Timo eder krönt stuttgart-wochenende mit boden-knaller
Timo Eder sprang, drehte, landete – und schlug sich auf den Oberschenkel. Dann kam das 14,600, und die Porsche-Arena kochte. Mit dieser Zahl sicherte der 23-Jährige aus Augsburg dem Deutschen Turner-Bund am Sonntag den einzigen Einzelgold-Gewinn beim DTB-Pokal – und verpasste der ganzen Veranstaltung einen dramatischen Schlussstrich.
Der boden wurde zur bühne
Kein anderer deutscher Turner hatte an diesem Wochenende in Stuttgart zuvor eine Geräte-Disziplin dominiert. Nach dem knappen Mixed-Team-Sieg am Vortag war Eders Parade-Element nun der Boden, wo er mit einer Doppellayout-Doppelsalto-Kombination glänzte. Die Schwierigkeit: 6,2. Die Ausführung: fast makellos. „Ich wollte dem Team ein Zeichen setzen, dass wir auch individuell mithalten können“, sagte Eder, noch sichtlich mit Adrenalin in der Stimme.

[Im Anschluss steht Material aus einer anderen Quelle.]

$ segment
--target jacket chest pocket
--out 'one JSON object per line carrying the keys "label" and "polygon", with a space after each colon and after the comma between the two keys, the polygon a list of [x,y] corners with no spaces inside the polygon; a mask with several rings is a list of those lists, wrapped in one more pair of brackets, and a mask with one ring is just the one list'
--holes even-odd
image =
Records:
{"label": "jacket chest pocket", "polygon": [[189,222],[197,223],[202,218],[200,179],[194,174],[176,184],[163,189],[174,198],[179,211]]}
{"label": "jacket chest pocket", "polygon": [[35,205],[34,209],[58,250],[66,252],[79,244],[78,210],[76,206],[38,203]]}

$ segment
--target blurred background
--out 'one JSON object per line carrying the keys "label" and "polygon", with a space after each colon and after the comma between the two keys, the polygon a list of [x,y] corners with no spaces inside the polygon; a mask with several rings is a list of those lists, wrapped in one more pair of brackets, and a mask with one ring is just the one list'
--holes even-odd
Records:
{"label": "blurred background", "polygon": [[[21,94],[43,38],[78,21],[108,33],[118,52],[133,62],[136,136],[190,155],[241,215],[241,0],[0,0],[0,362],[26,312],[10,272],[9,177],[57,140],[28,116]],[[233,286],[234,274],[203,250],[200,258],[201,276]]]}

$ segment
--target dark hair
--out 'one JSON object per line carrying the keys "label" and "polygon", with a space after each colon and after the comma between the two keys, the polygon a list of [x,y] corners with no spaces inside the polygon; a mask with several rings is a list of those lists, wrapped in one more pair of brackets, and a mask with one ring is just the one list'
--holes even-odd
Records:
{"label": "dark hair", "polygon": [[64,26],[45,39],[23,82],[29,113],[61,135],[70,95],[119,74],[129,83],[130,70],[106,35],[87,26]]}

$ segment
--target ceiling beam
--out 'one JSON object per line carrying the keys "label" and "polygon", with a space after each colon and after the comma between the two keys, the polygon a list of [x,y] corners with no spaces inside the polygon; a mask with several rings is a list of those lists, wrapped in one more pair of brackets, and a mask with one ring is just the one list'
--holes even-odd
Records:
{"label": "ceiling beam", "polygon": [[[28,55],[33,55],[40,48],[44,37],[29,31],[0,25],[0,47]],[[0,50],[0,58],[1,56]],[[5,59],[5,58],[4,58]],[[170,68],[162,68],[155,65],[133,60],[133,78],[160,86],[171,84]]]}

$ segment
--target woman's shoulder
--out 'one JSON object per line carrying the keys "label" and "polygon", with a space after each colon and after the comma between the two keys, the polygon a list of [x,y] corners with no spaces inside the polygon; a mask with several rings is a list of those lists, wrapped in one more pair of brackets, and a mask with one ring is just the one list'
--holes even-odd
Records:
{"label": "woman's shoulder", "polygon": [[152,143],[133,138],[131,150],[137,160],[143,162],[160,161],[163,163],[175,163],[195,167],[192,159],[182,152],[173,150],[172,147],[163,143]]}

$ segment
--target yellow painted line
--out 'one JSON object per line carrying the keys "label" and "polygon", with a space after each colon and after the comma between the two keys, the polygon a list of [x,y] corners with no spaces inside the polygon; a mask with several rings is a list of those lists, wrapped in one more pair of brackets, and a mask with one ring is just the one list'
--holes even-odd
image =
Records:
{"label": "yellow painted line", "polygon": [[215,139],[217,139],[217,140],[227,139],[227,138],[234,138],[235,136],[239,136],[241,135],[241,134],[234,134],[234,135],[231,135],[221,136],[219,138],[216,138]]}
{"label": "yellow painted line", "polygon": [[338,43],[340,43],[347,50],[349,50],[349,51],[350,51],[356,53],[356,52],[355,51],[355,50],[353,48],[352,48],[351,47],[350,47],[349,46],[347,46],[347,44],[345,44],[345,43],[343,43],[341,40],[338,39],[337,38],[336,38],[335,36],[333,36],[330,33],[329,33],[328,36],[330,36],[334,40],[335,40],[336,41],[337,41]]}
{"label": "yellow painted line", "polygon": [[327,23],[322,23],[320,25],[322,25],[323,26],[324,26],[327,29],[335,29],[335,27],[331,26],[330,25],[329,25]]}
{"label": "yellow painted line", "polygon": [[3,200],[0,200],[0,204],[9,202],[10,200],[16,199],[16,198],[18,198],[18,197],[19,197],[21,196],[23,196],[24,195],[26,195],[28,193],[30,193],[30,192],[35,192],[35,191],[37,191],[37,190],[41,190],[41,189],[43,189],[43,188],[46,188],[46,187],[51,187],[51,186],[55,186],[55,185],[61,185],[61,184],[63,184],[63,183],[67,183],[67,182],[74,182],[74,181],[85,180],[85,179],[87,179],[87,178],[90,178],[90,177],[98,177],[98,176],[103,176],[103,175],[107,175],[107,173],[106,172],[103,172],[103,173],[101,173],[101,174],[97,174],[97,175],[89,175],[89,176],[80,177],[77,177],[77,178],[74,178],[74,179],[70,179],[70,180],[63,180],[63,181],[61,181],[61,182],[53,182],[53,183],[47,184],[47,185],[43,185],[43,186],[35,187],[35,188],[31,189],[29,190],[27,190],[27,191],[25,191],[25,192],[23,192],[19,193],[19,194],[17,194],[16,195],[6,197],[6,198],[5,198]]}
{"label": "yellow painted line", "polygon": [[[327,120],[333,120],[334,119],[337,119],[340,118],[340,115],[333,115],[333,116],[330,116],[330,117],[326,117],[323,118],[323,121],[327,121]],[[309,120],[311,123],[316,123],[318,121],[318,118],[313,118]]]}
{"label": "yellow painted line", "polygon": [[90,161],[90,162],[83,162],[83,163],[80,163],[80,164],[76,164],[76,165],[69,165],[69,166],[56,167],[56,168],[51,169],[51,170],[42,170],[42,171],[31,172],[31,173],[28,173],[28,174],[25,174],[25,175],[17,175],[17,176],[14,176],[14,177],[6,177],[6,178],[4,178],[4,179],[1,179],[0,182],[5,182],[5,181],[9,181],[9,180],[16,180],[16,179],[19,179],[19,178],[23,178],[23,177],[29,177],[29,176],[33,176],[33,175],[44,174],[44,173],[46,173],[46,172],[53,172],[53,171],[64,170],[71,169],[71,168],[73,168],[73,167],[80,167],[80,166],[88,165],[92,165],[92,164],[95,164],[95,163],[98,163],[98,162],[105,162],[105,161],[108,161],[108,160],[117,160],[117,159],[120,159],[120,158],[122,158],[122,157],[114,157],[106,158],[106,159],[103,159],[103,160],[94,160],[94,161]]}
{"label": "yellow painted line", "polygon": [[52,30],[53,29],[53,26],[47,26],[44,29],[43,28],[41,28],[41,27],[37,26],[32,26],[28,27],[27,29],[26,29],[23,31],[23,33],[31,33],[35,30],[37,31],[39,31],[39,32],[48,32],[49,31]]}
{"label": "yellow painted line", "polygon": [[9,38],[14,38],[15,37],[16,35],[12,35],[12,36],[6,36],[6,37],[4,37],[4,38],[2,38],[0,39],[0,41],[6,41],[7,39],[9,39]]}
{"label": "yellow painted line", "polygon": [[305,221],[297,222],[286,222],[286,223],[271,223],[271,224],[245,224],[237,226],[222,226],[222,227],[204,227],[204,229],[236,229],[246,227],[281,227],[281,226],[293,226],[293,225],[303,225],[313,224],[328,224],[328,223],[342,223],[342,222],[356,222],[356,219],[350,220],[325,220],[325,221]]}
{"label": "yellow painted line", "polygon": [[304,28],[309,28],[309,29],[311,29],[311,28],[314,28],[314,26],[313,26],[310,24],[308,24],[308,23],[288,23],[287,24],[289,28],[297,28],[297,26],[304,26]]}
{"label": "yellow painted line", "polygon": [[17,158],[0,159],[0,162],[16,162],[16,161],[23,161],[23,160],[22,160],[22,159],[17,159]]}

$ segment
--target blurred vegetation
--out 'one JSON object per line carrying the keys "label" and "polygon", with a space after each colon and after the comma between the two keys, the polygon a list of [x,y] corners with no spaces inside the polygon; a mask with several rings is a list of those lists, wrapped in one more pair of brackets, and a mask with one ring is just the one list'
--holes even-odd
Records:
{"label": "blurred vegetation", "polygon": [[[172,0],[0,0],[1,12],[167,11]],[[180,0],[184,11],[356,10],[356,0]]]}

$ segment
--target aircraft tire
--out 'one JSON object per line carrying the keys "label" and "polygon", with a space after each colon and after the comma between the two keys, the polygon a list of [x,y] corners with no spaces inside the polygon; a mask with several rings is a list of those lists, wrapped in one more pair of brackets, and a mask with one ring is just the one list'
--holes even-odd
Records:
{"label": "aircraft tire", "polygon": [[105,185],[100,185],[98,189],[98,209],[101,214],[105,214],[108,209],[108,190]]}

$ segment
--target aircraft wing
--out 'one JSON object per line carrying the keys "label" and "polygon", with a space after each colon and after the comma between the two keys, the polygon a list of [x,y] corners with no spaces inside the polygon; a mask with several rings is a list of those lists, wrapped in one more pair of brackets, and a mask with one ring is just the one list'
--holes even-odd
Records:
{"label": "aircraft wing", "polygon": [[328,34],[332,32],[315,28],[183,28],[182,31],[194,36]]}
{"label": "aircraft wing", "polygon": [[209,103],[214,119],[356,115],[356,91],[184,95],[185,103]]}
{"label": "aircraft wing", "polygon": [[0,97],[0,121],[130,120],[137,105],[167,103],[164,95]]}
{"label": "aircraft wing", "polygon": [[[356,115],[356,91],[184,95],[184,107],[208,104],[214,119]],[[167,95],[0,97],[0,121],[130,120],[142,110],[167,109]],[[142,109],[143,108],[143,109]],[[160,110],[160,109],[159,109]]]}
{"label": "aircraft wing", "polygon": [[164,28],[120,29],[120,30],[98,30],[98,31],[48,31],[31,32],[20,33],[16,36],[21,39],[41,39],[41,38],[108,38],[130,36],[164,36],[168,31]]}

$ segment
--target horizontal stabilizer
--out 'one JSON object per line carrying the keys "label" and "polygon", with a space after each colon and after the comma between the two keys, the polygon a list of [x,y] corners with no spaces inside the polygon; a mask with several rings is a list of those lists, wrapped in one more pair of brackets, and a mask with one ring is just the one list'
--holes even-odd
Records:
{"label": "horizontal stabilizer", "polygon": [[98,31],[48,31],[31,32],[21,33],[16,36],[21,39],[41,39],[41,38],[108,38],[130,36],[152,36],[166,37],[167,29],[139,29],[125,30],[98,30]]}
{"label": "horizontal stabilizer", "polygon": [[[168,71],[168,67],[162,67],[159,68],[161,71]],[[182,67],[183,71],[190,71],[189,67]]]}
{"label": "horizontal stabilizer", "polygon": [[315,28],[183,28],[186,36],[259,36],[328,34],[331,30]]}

Doch die Euphorie hatte ein Verfallsdatum. DTB-Präsident Alfons Hölzl wirkte wie ein Mann, der eben einen Sieg verschriftet und gleichzeitig eine Rechnung präsentiert bekommt. „Wir haben gewonnen, ja. Aber schauen Sie auf die Einzelergebnisse: zwei Finalplätze aus zehn Entscheidungen. Das ist kein Zufall, das ist ein Spiegel“, sagte er und deutete auf die Ranglisten, die auf seinem Handy flimmerten.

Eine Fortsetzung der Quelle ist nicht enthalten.